Still on the topic on the inane and not-so-harmless things religious leaders sprout out every now and then, the Vatican surely qualifies as the number 1 clown when they say stuff like "condoms don't stop HIV" despite studies establishing

"It is not established whether the condom is as effective at preventing heterosexual transmission of HIV as it is for preventing conception. An overall estimate of condom effectiveness for HIV prevention is needed. Methods: Information on condom usage and HIV serology was obtained from 25 published studies of serodiscordant heterosexual couples. Condom usage was classified as always (in 100% of acts of intercourse), sometimes (1-99%, 0-99% or 1-100%) or never (0%). Studies were stratified by design, direction of transmission and condom usage group. Condom efficacy was calculated from the HIV transmission rates for always-users and never-users. Results: For always-users, 12 cohort samples yielded a consistent HIV incidence of 0.9 per 100 person-years (95% confidence interval, 0.4-1.8). For 11 cohort samples of never-users, incidence was estimated at 6.8 per 100 person-years (95% confidence interval, 4.4-10.1) for male-to-female transmission, 5.9 per 100 (95% confidence interval, 1.5-15.1) for female-to-male transmission and 6.7 per 100 (95% confidence interval, 4.5-9.6) in samples that specified the direction of transmission. Generally, the condom's effectiveness at preventing HIV transmission is estimated to be 87%, but it may be as low as 60% or as high as 96%. Conclusions: Consistent use of condoms provides protection from HIV. The level of protection approximates 87%, with a range depending upon the incidence among condom nonusers. Thus, the condom's efficacy at reducing heterosexual transmission may be comparable to or slightly lower than its effectiveness at preventing pregnancy."

Suddenly it isn't so funny anymore.

How about the creationism/intelligent design movement in USA? You can read more about it by clicking on that wikipedia link and find out how much time was wasted by the scientific community in order to debunk those clowns.

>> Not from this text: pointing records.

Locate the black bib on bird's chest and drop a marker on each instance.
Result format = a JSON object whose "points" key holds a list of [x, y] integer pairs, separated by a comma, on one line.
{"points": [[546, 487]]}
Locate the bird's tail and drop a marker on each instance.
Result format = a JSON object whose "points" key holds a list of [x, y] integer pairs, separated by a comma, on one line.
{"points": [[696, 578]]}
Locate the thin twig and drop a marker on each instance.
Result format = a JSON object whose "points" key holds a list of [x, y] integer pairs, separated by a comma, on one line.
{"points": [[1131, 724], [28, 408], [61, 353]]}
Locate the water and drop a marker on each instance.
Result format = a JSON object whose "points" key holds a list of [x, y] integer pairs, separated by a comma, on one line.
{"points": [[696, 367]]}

This begs the question: What mechanisms can we put in place to protect our society from the damaging effects of those lies?

I have no answer to that. It's a really tough question.

How do we balance the need to respect the beliefs of others with the realities of our world?

According to this wise man H. L. Mencken, "We must respect the other fellow's religion, but only in the sense and to the extent that we respect his theory that his wife is beautiful and his children smart."

In other words, when you say that your wife, who looks like this

is prettier than Sonija Kwok,

we wouldn't bother shutting you up. We may politely agree with you in your presence and then laugh at your bad taste in your absence. Or we may act in the more politically correct manner and say "You are entitled to your opinion".

But if you were to attempt to take away Sonija Kwok's Miss HK crown and give it to your wife, then we have a problem. Because the fact is that Sonija Kwok is the beautiful one.